New coronavirus cases and deaths according to Johns Hopkins University Thursday morning:

— The U.S. has more than 24.4 million reported cases, the most of any nation, and more than 406,000 deaths.

— Worldwide, there are more than 97.0 million reported cases and 2.0 million deaths.

Washington state reported these numbers from the Department of Health Wednesday afternoon:

— 281,258 confirmed cases, an increase of 1,837 from reported cases on Tuesday.

— 12,759 probable cases, an increase of 191 from Tuesday's data.

— 16,848 coronavirus-related hospitalizations, an increase of 206 from data Tuesday.

— 4,297,306 total molecular tests, an increase of 31,758 from Tuesday's data.

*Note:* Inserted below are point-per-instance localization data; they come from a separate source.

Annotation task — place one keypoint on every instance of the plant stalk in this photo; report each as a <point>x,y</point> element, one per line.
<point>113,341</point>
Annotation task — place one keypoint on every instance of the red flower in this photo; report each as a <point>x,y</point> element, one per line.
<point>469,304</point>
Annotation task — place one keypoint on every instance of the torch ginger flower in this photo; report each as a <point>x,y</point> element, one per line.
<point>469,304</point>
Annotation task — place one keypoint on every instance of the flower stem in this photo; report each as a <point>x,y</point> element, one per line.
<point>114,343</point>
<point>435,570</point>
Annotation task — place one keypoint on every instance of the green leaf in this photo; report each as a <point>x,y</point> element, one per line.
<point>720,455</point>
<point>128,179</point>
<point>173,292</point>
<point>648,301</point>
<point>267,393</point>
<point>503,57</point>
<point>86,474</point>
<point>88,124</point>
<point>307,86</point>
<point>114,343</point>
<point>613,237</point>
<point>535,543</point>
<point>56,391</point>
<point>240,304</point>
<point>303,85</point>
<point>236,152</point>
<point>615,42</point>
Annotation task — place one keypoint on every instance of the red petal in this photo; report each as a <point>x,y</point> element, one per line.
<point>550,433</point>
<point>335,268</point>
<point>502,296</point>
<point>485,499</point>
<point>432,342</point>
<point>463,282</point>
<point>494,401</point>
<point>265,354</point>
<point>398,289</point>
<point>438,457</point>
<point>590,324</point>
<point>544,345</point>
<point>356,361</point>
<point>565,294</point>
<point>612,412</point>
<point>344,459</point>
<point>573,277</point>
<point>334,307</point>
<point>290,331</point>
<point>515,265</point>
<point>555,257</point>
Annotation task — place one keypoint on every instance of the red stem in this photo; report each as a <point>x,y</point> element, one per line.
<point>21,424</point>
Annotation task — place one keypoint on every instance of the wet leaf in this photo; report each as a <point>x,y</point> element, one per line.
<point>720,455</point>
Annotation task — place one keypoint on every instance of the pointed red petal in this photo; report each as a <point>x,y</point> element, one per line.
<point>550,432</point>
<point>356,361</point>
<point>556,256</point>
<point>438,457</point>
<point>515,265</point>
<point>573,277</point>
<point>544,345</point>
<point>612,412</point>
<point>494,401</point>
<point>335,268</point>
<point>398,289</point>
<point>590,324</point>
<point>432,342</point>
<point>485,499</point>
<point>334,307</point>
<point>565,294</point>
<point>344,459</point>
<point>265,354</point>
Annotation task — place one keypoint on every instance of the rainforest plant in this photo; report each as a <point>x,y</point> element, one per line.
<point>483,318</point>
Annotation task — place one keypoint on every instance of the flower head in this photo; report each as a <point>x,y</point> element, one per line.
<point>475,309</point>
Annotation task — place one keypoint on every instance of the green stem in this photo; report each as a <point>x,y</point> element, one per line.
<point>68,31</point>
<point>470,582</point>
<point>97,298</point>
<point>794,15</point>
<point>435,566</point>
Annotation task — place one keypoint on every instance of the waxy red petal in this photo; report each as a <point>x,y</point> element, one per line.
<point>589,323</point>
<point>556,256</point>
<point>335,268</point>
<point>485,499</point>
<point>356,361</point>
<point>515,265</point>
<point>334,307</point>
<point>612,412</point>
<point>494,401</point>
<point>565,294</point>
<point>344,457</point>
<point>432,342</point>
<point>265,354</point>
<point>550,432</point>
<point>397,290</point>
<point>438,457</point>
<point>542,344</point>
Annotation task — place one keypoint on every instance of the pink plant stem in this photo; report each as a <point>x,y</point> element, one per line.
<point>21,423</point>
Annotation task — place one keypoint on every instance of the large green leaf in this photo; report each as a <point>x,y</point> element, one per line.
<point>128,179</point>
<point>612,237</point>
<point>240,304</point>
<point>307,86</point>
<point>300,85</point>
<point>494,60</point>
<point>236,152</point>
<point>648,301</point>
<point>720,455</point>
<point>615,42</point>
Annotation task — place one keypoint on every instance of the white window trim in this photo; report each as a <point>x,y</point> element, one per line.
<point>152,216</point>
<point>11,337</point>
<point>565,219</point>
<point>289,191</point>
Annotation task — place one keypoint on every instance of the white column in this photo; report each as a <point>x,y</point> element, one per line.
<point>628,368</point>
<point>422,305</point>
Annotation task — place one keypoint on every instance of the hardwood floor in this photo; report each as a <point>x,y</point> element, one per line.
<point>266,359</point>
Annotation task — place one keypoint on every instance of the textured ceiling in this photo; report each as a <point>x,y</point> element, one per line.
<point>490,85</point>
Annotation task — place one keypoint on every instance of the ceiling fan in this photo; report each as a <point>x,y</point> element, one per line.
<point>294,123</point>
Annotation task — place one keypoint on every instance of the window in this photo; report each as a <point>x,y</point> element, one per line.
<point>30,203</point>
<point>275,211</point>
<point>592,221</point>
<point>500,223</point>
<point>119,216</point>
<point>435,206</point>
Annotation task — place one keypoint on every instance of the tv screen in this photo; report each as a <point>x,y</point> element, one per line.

— 3,940 deaths related to COVID-19 were reported, which is unchanged from Tuesday's data due to state data processing issues.

— 335,836 vaccinations given, an increase of 41,450 from Tuesday's data. The state has averaged administering 15,500 doses of vaccines the past seven days — approximately a third of the Department of Health's stated goal of 45,000. The state estimates that 3.74% of the state residents have received their first dose of a COVID-19 vaccine and 0.67% percent of residents are fully vaccinated.

— So far, 608,325 doses have been delivered to Washington state providers and 88,725 doses have been delivered for the CDC's long-term care program, and of the total 697,050 doses delivers, 48.18% have been given. Vaccination data should next be updated Friday.

Washington state actions

In the "Healthy Washington" plan introduced by Gov. Jay Inslee Jan. 5, business resumption is tied to targets by health system regions. Whatcom is tied to Skagit, San Juan and Island counties in the plan.

The state will run analyses each Friday to determine whether regions will move backward or forward in phases the following Monday, officials said.

All regions began in Phase 1 on Jan. 11 and continue into a second week in Phase 1. It allows live entertainment with ticketed groups of up to 10 people and very limited fitness activities such as appointment-based training in gyms.